Обсуждение: Minor documentation error regarding streaming replication protocol

Поиск
Список
Период
Сортировка

Minor documentation error regarding streaming replication protocol

От
Brar Piening
Дата:
While implementing streaming replication client functionality for Npgsql
I stumbled upon a minor documentation error at
https://www.postgresql.org/docs/current/protocol-replication.html

The "content" return value for the TIMELINE_HISTORYcommand is advertised
as bytea while it is in fact raw ASCII bytes.

How did I find out?
Since the value I get doesn't start with a "\x" and contains ascii text,
although I've bytea_outputset to hex, I first thought that the streaming
replication protocol simply doesn't honor bytea_output, but then I
realized that I also get unencoded tabs and newlines which wouldn't be
possible if the value woud be passed through byteaout.

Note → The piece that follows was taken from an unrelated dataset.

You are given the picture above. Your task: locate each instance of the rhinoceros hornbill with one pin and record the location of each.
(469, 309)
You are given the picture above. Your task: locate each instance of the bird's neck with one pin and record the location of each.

This is certainly a minor problem since the timeline history file only
contains generated strings that are ASCII-only, so just using the
unencoded bytes is actually easier than decoding bytea.
OTOH it did cost me a few hours (writing a bytea decoder and figuring
out why it doesn't work by looking at varlena.c and proving the docs
wrong) so I want to point this out here since it is possibly an
unintended behavior or at least a documentation error.
Also I'm wary of taking dependency on an undocumented implementation
detail that could possibly change at any point.

Regards,
Brar




Re: Minor documentation error regarding streaming replication protocol

От
Brar Piening
Дата:
Brar Piening wrote:
> This is certainly a minor problem

After thinking about it a little more I think that at least the fact
that even the row description message advertises the content as bytea
could be considered as a bug - no?





Re: Minor documentation error regarding streaming replication protocol

От
Bruce Momjian
Дата:
On Sun, Sep 13, 2020 at 10:25:01PM +0200, Brar Piening wrote:
> While implementing streaming replication client functionality for Npgsql
> I stumbled upon a minor documentation error at
> https://www.postgresql.org/docs/current/protocol-replication.html
> 
> The "content" return value for the TIMELINE_HISTORYcommand is advertised
> as bytea while it is in fact raw ASCII bytes.
> 
> How did I find out?
> Since the value I get doesn't start with a "\x" and contains ascii text,
> although I've bytea_outputset to hex, I first thought that the streaming
> replication protocol simply doesn't honor bytea_output, but then I
> realized that I also get unencoded tabs and newlines which wouldn't be
> possible if the value woud be passed through byteaout.
> 
> This is certainly a minor problem since the timeline history file only
> contains generated strings that are ASCII-only, so just using the
> unencoded bytes is actually easier than decoding bytea.
> OTOH it did cost me a few hours (writing a bytea decoder and figuring
> out why it doesn't work by looking at varlena.c and proving the docs
> wrong) so I want to point this out here since it is possibly an
> unintended behavior or at least a documentation error.
> Also I'm wary of taking dependency on an undocumented implementation
> detail that could possibly change at any point.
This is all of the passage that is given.